29th President pro tempore of the Nebraska Senate
- In office January 1917 – January 1919
- Preceded by: Phillip H. Kohl
- Succeeded by: Berton Kenyon Bushee

Personal details
- Born: 1856 Nendingen, Württemberg, Germany
- Died: Unknown
- Occupation: Brewer

= John Mattes (politician) =

American politician

John Mattes (born 1856) was a member of the Nebraska Legislature and brewer in Nebraska City, Nebraska, in the United States.

Mattes was born in Nendingen, Kingdom of Württemberg.
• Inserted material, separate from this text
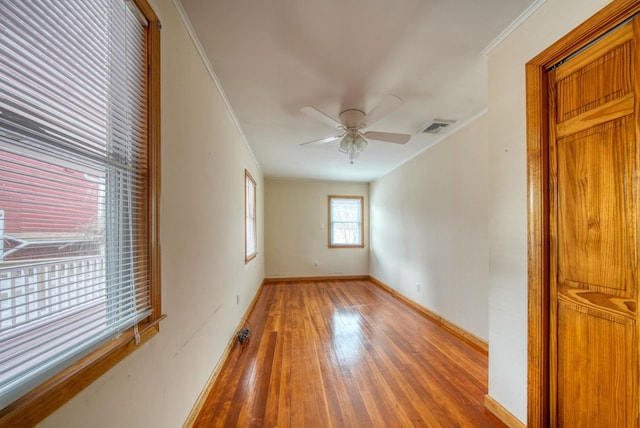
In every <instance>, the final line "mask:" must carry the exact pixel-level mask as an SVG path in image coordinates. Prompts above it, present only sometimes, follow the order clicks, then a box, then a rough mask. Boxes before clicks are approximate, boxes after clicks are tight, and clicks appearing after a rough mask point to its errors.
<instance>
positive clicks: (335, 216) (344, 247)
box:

He emigrated with his family from Burlington (1864) and Brookfield (1866) to Des Moines, Iowa, in 1876. There, his uncles Paul and John founded the "Mattes Brewery" where he became a partner in 1886.

Living in Nebraska City he was mayor, member of the House of Representatives and Senate of Nebraska for Otoe County. He fought strictly against female suffrage. Under President Cleveland, he was an agent of the Department of Agriculture.

In 1906, he renamed the brewery "Otoe Brewing Co." With Nebraska State prohibition, the brewery was closed in 1917.

From 1917 to 1918, he was President pro tem of the senate.

== Family ==
Paul Mattes had seven children: Frank P., Mary, Pauline, Rosa, Hoyt, Francis and Lotte. Frank was general agent of the Moerlein Brewery, Cincinnati, Ohio. John Mattes married Katie Schaefer in Des Moines. They had a daughter, Nora Angeline (1883).